Implement automated secrets detection on organizations perimeter

As discussed, the incidents originated within employees personal public GitHub accounts. Organizations have no authority to enforce security policies here, but they can monitor them (because the bad guys are). If you have 2 developers working for a company, this is a smaller problem, but if you have 500, even finding these developers on platforms like GitHub is a huge challenge. GitGuardian has some magic where they are able to find and link employees to companies easily and then monitor their repositories for company assets and secrets.

Tool recommendation
GitGuardian enterprise public monitoring

Rotate secrets regularly

Some secrets are easily rotated and some not. The secrets that can be rotated easily should be rotated frequently, a secrets management service like Vault will also help manage this. This way if there is a secret buried in a git repository that is made public the chances of that secret still being an active vulnerability has been reduced.

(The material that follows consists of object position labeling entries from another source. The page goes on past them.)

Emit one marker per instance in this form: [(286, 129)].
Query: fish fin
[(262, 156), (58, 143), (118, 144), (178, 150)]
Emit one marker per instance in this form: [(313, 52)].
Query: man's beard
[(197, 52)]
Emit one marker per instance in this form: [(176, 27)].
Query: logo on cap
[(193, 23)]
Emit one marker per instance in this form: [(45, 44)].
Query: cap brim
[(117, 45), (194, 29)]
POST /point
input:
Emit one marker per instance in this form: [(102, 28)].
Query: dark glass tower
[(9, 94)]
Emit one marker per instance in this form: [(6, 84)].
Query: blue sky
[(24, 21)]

Set minimum permissions to secrets

The last thing we want to do is set our permissions to always be the minimum feasible. Once attackers have access to a system they are often able to elevate privileges and move laterally between services. So when secrets are made they should also have the minimum scope to ensure that in the worse case scenario if an attacker has a valid credential we can limit the damage and prevent movement.

Wrap up

2020 has been a crazy year for security, and just about everything else. But one of the biggest trends we have seen this year is the number of data breaches and attacks that have happened because of leaked secrets in public GitHub repositories. This is exasperated by the lack of visibility companies have within git repositories outside of their control, the rapid displacement of employees in 2020 due to Covid-19 lockdowns and the probabilistic nature of secrets detection.

While it is not an easy task, we can do things to prevent breaches from leaked secrets. This includes: implementing secret management systems, scanning for secrets within company assets and employees repositories, rotating keys frequently and setting minimal permissions for secrets.